Setelah mendapatkan perawatan dari Dokter yang bekerja di sana akhirnya Davine mulai kembali tersadar dari pingsannya. Ia terlihat masih bingung dengan apa yang telah terjadi padanya, hingga sebuah suara yang sangat tidak asing menyadarkannya.

"Davine apa yang terjadi padamu, apa kau baik-baik saja?" tanya Siska yang saat itu telah berada di samping Davine, wanita itu terlihat sangat khawatir.

"Siska, mengapa kau berada di sini?" tanya Davine.

"Dan di mana aku sekarang?" tanyanya lagi.

"Para warga mendapatimu pingsan tepat di depan sebuah toko yang tidak jauh dari sini, kebetulan saat itu aku sedang menelepon mu, salah satu dari warga yang membawamu kesini segera menjawab panggilan di smartphone yang berada di kantong celana jeans yang sedang kau kenakan, mengangkatnya dan memberitahukan keadaanmu padaku," jelas Siska.

"Ia juga menitipkan smartphon mu padaku dan meminta maaf karena telah lancang, ia tidak punya pilihan lain ujarnya!" tambah Siska.

"Mengapa kau tak pernah sekalipun menjawab telepon dariku, kau benar-benar mengabaikanku!" mata Siska mulai berkaca-kaca. Ia merasakan kecewa sekaligus sedih atas apa yang Davine lakukan dan yang menimpanya.

"Kau tidak boleh seperti ini padaku Davine, aku memikirkan mu setiap waktu!" tuturnya dengan air mata yang kini tanpa sadar telah mengalir pelan di pipinya.

"Maaf... ."

"Aku benar-benar minta maaf!" jawab Davine, ia segera memeluk kekasihnya itu, melepaskan rindu yang telah di pendamnya selama ini.

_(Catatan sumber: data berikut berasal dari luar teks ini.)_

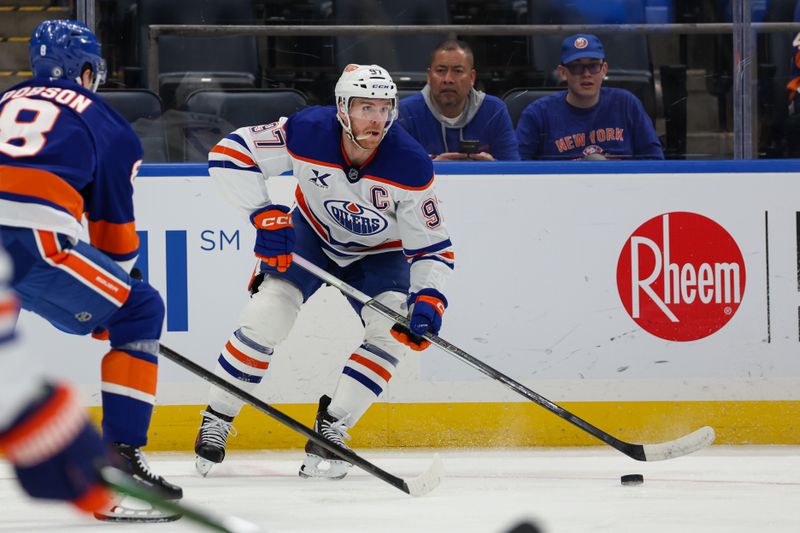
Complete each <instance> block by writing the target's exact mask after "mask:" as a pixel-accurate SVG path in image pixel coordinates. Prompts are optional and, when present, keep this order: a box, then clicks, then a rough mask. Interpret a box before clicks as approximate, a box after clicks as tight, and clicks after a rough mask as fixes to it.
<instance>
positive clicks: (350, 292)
mask: <svg viewBox="0 0 800 533" xmlns="http://www.w3.org/2000/svg"><path fill="white" fill-rule="evenodd" d="M293 259H294V262H295V263H296V264H297V265H298V266H300V267H301V268H303V269H304V270H306V271H308V272H310V273H311V274H313V275H315V276H316V277H318V278H319V279H321V280H322V281H324V282H326V283H328V284H329V285H331V286H333V287H336V288H337V289H339V291H341V292H342V293H343V294H345V295H346V296H349V297H350V298H353V299H354V300H357V301H358V302H361V303H362V304H364V305H366V306H367V307H369V308H371V309H373V310H375V311H377V312H378V313H380V314H381V315H383V316H384V317H386V318H388V319H389V320H392V321H394V322H396V323H397V324H400V325H402V326H405V327H406V328H408V326H409V324H408V319H407V318H406V317H404V316H403V315H401V314H400V313H398V312H396V311H394V310H393V309H391V308H390V307H388V306H386V305H384V304H383V303H381V302H379V301H377V300H375V299H374V298H371V297H370V296H368V295H366V294H364V293H363V292H361V291H359V290H358V289H356V288H355V287H351V286H350V285H348V284H347V283H345V282H343V281H342V280H340V279H339V278H337V277H336V276H334V275H333V274H330V273H329V272H327V271H325V270H323V269H321V268H319V267H318V266H317V265H315V264H314V263H311V262H310V261H308V260H307V259H305V258H303V257H301V256H299V255H297V254H293ZM423 337H424V338H426V339H427V340H429V341H430V342H431V343H432V344H435V345H436V346H438V347H439V348H441V349H442V350H444V351H445V352H447V353H449V354H450V355H452V356H454V357H455V358H457V359H460V360H462V361H464V362H465V363H467V364H468V365H470V366H471V367H473V368H474V369H476V370H478V371H479V372H482V373H484V374H486V375H487V376H489V377H490V378H492V379H494V380H495V381H499V382H501V383H503V384H504V385H506V386H507V387H508V388H510V389H511V390H513V391H515V392H517V393H518V394H520V395H521V396H524V397H525V398H527V399H528V400H530V401H532V402H534V403H536V404H538V405H540V406H541V407H544V408H545V409H547V410H548V411H550V412H551V413H554V414H555V415H557V416H559V417H561V418H563V419H564V420H566V421H567V422H570V423H571V424H574V425H575V426H577V427H579V428H580V429H582V430H583V431H585V432H586V433H589V434H590V435H592V436H593V437H596V438H598V439H600V440H601V441H603V442H605V443H606V444H608V445H609V446H611V447H613V448H616V449H617V450H619V451H620V452H622V453H624V454H625V455H627V456H629V457H631V458H633V459H636V460H638V461H647V460H659V459H668V458H671V457H678V456H679V455H685V454H687V453H691V452H693V451H695V449H699V448H700V447H704V446H707V445H708V444H710V443H711V442H710V441H713V430H712V429H711V428H701V430H698V432H695V433H697V435H695V434H690V435H692V436H693V438H689V439H687V437H689V436H686V437H683V438H681V439H677V440H676V441H675V443H676V445H675V446H669V447H664V448H661V447H660V445H658V444H656V445H641V444H633V443H629V442H625V441H623V440H620V439H618V438H617V437H614V436H613V435H610V434H609V433H606V432H605V431H603V430H602V429H600V428H598V427H596V426H594V425H592V424H590V423H589V422H587V421H586V420H583V419H582V418H580V417H578V416H577V415H575V414H573V413H571V412H569V411H567V410H566V409H564V408H563V407H561V406H559V405H557V404H555V403H553V402H551V401H550V400H548V399H547V398H545V397H544V396H542V395H541V394H538V393H536V392H534V391H532V390H531V389H529V388H528V387H526V386H524V385H522V384H521V383H519V382H517V381H515V380H513V379H512V378H510V377H508V376H506V375H505V374H503V373H502V372H500V371H498V370H495V369H494V368H492V367H491V366H489V365H487V364H486V363H484V362H483V361H481V360H480V359H477V358H475V357H473V356H472V355H470V354H469V353H467V352H465V351H464V350H462V349H460V348H458V347H457V346H455V345H453V344H452V343H450V342H448V341H446V340H444V339H442V338H441V337H439V336H438V335H434V334H432V333H425V334H424V335H423ZM709 433H710V434H709ZM709 439H710V441H709ZM687 441H688V442H687ZM665 444H672V443H665ZM648 452H650V453H648Z"/></svg>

"Aku hanya... ." Davine tidak dapat menjelaskannya, kata-katanya terhenti.

"Apa, kau harus jelaskan padaku, aku tahu kau tidak mungkin semarah ini hanya karena aku yang tanpa sengaja melupakan hari ulang tahunmu!" desak Siska.

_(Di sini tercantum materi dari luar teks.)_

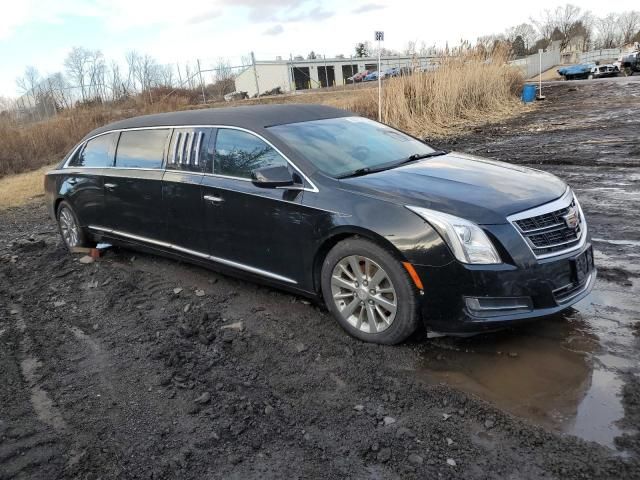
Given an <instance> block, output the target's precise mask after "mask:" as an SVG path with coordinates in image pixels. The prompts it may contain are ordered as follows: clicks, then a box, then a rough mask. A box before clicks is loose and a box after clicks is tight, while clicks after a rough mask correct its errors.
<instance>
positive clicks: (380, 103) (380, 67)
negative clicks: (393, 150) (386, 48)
mask: <svg viewBox="0 0 640 480" xmlns="http://www.w3.org/2000/svg"><path fill="white" fill-rule="evenodd" d="M375 37H376V41H377V42H378V121H379V122H381V121H382V72H381V70H382V66H381V65H380V50H381V48H380V44H381V42H382V41H383V40H384V32H382V31H376V35H375Z"/></svg>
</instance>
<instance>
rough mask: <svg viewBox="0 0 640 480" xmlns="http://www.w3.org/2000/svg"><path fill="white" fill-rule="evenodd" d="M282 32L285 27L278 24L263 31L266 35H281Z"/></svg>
mask: <svg viewBox="0 0 640 480" xmlns="http://www.w3.org/2000/svg"><path fill="white" fill-rule="evenodd" d="M282 32H284V27H283V26H282V25H280V24H278V25H274V26H273V27H271V28H267V29H266V30H265V31H264V32H263V33H264V34H265V35H280V34H281V33H282Z"/></svg>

Davine melepaskan pelukannya pada Siska, ia mengusap lembut wajah wanita itu, sebelum akhirnya memalingkan wajahnya dari pandangan Siska.

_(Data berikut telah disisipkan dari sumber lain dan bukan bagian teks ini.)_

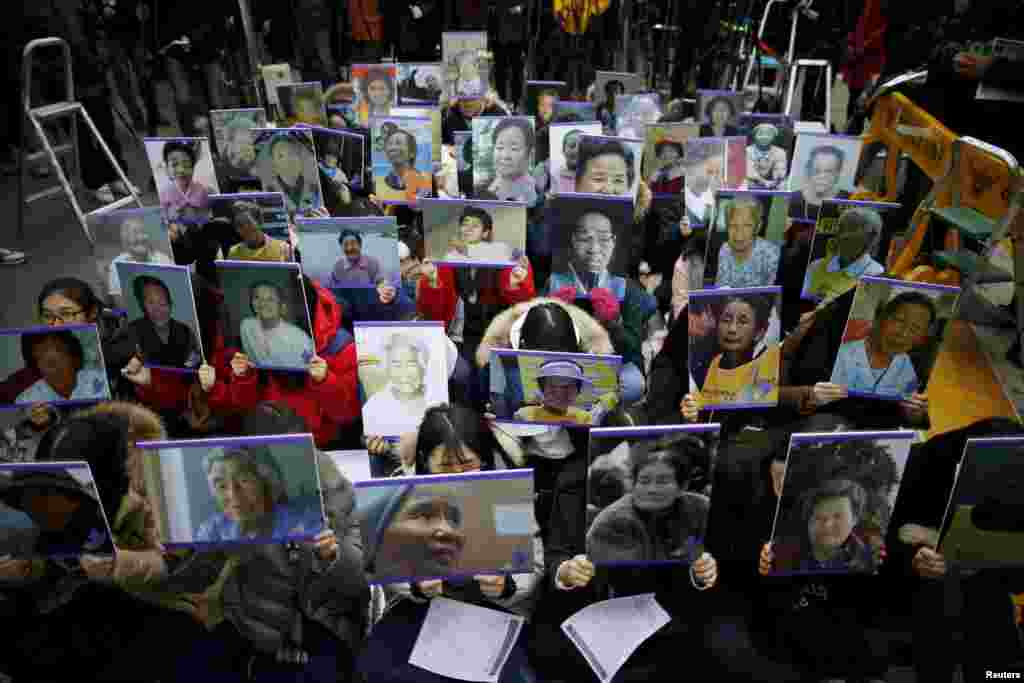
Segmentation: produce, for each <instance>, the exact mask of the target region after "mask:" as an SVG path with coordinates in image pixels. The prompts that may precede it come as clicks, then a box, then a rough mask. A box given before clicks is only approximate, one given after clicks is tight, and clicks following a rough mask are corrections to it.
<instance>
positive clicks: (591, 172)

"Aku tidak bisa bersamamu!" ujar Davine lirih.

"Apa maksudmu, aku tidak salah mendengarnya?" tanya Siska yang tidak percaya dengan apa yang baru saja dikatakan Davine.

"Aku kan sudah bilang, aku tidak bisa bersamamu!" tegas Davine sedikit membentak.

"Davine apa maksud perkataan mu ini?" tanya Siska sekali lagi, masih tidak percaya dengan apa yang di dengarnya.

"Aku ingin kita putus!" jawab Davine dengan sangat tegas, walaupun hatinya berkata lain, namun ia yakin selama Siska tidak bersamanya, maka hal buruk tidak akan menimpa kekasihnya itu. Setidaknya itulah yang ada dipikiran Davine saat ini.